Jupiter images on film

Some of the best images of Jupiter taken using slide film are shown here. All images are shown inverted, with South on top and West on the right side. They all used the AO-2 adaptive optics system, and show nearly diffraction-limited images taken during moderately good seeing in San Diego, but when the planet was rather low in the sky. All of these images were taken with a 10" F/10 telescope, projected to F/140 with an eyepiece projection setup and a Minolta SRT-101 body. Fuji Velvia film was chosen; it has a relatively slow speed of ISO 50, but I think it has the best contrast and the finest grain of any of the slide films. To digitize the images, the slides were re-imaged using red, green, or blue light onto a CCD camera. Each individual exposure was gently processed with Berry's AIP program (unsharp masked), then merged with Johnston's Super-Tri program. The intent of the image processing was to keep as much detail as possible without distortion. The colors shown here are as realistic as possible! Since several steps were required to digitize the film, and then do flat-field processing on those images, and finally merge the images, they are only a fair representation of the original slides. The re-photographing of the slides brought out more grain, but since they were taken during a unique time in Jupiter's history, they are all shared here.

These photos were taken during the week of the Comet Shoemaker-Levy 9 collisions in 1994. Jupiter was low on the horizon (between 31° and 34° when the photos were taken), and the seeing was not good. The photos were taken as soon as the telescope was set up at dusk, and the seeing did not have a chance to improve as the planet set even lower.

Jupiter at 4:18 UT on July 22, 1994; a 28 second exposure. The largest impact areas are seen with lighter areas surrounding them. Some image deterioration is from the copying process from the slide to the digital format.

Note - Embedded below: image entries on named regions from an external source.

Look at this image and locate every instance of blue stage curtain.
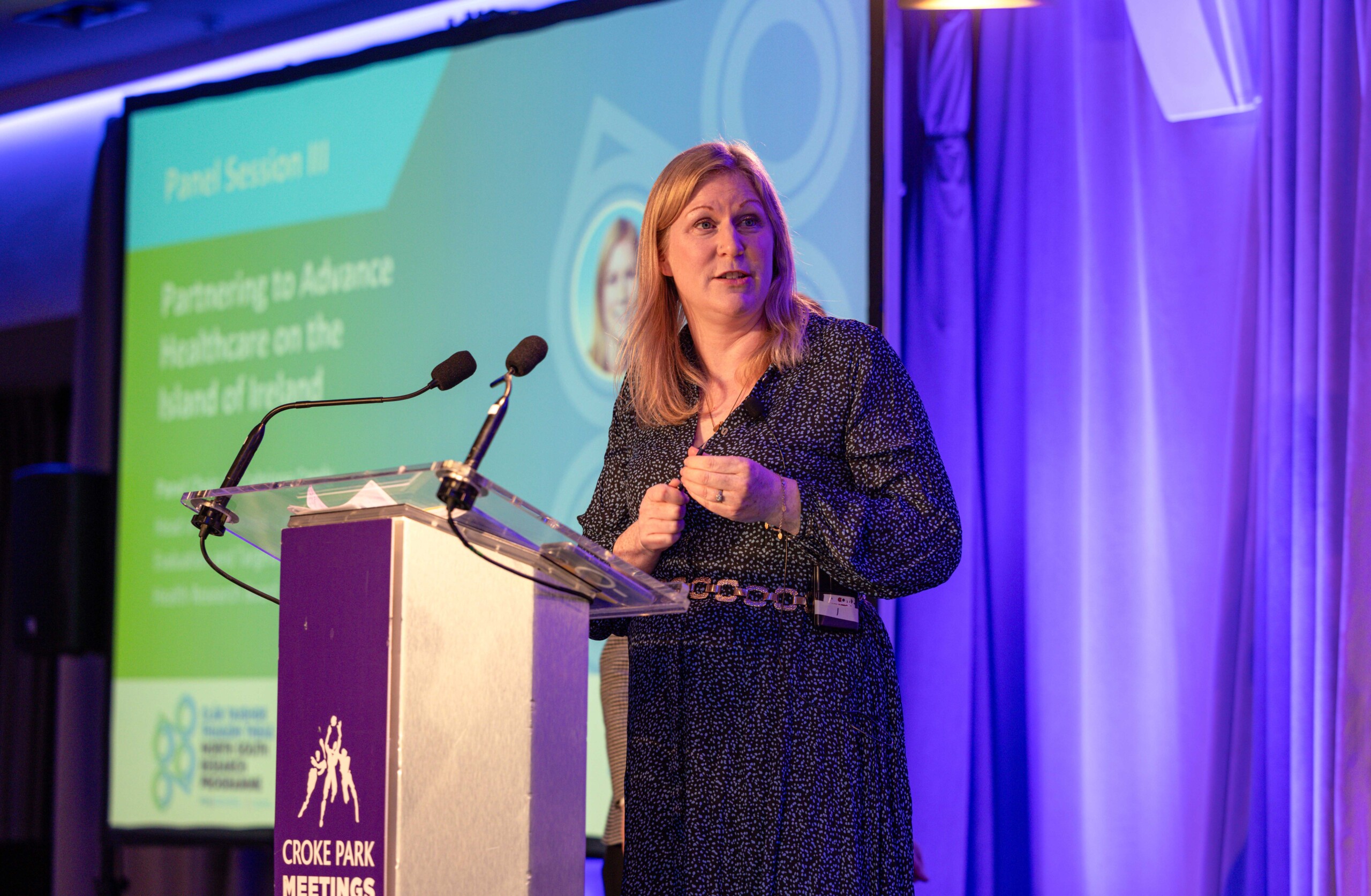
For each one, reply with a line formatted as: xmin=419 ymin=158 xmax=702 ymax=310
xmin=895 ymin=0 xmax=1371 ymax=896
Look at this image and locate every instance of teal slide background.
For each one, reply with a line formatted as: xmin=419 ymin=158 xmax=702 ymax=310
xmin=110 ymin=0 xmax=869 ymax=835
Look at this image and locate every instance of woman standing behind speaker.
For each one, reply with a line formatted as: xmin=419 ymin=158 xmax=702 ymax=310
xmin=580 ymin=142 xmax=961 ymax=896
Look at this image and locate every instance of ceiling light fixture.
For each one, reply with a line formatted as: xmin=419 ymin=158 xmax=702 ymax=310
xmin=899 ymin=0 xmax=1042 ymax=12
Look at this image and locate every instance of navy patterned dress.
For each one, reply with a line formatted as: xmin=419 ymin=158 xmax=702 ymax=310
xmin=580 ymin=315 xmax=961 ymax=896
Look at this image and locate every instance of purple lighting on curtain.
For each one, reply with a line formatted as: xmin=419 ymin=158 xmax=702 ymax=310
xmin=897 ymin=0 xmax=1371 ymax=896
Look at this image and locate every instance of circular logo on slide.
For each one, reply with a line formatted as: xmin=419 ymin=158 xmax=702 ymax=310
xmin=700 ymin=0 xmax=861 ymax=226
xmin=152 ymin=695 xmax=198 ymax=810
xmin=568 ymin=199 xmax=643 ymax=382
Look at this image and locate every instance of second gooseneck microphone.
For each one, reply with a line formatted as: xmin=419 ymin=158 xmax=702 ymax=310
xmin=438 ymin=336 xmax=547 ymax=510
xmin=191 ymin=347 xmax=477 ymax=536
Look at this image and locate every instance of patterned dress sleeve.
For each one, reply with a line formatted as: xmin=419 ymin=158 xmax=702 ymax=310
xmin=576 ymin=385 xmax=642 ymax=641
xmin=796 ymin=319 xmax=961 ymax=597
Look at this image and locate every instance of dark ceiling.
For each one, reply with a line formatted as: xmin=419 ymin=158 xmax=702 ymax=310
xmin=0 ymin=0 xmax=444 ymax=114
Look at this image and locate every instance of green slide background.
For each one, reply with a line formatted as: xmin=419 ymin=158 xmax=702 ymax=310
xmin=110 ymin=0 xmax=868 ymax=835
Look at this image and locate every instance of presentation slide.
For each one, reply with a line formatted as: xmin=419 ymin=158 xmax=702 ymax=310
xmin=110 ymin=0 xmax=869 ymax=837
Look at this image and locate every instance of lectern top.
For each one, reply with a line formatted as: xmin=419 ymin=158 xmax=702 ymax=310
xmin=181 ymin=461 xmax=688 ymax=618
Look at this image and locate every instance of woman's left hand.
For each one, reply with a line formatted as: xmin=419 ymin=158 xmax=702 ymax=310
xmin=681 ymin=445 xmax=786 ymax=525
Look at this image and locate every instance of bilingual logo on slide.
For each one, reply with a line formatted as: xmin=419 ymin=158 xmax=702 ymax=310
xmin=151 ymin=692 xmax=276 ymax=815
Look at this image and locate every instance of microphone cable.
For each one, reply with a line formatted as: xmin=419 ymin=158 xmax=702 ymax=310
xmin=447 ymin=507 xmax=599 ymax=603
xmin=200 ymin=523 xmax=281 ymax=607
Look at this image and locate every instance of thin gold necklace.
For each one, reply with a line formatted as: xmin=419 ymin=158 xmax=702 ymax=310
xmin=700 ymin=382 xmax=749 ymax=447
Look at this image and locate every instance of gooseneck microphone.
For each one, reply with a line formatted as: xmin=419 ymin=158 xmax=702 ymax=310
xmin=438 ymin=336 xmax=547 ymax=510
xmin=191 ymin=347 xmax=474 ymax=603
xmin=438 ymin=336 xmax=593 ymax=597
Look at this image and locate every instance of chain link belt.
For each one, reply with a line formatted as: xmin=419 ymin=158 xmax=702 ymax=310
xmin=666 ymin=575 xmax=806 ymax=612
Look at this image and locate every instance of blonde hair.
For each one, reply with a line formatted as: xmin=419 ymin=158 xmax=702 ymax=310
xmin=620 ymin=141 xmax=824 ymax=426
xmin=588 ymin=218 xmax=637 ymax=373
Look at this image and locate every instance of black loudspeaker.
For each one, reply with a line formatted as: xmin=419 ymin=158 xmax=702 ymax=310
xmin=10 ymin=463 xmax=114 ymax=653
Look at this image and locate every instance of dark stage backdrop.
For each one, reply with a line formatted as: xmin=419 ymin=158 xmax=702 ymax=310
xmin=897 ymin=0 xmax=1371 ymax=896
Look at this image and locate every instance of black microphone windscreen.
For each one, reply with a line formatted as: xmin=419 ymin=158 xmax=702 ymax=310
xmin=433 ymin=352 xmax=476 ymax=390
xmin=504 ymin=336 xmax=547 ymax=377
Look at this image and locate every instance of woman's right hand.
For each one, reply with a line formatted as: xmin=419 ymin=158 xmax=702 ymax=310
xmin=614 ymin=479 xmax=690 ymax=573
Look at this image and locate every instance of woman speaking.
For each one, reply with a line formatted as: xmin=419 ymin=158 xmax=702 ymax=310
xmin=580 ymin=142 xmax=961 ymax=896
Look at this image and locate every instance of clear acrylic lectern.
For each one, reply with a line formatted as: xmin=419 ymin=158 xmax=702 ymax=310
xmin=182 ymin=462 xmax=688 ymax=896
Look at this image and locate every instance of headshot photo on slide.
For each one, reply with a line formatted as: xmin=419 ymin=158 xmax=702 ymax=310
xmin=568 ymin=199 xmax=643 ymax=381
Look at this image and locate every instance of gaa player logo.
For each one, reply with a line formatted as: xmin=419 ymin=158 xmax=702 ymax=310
xmin=295 ymin=715 xmax=362 ymax=827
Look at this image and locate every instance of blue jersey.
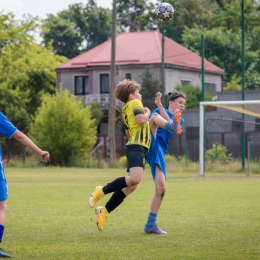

Jupiter at 4:27 UT on July 25, 1994; a 25 second exposure. The Great Red Spot is visible, for a good size comparison. Jupiter's central meridian was nearly the same as for the June 19 photos, which makes a good before-and-after comparison. Note the bright blue clouds near the center, making interesting contrasts.

Jupiter at 4:18 UT on July 26, 1996. With the other two images, this set shows all the major impact areas. The AO-2 allowed these great images to be taken even though the seeing was poor so close to the horizon.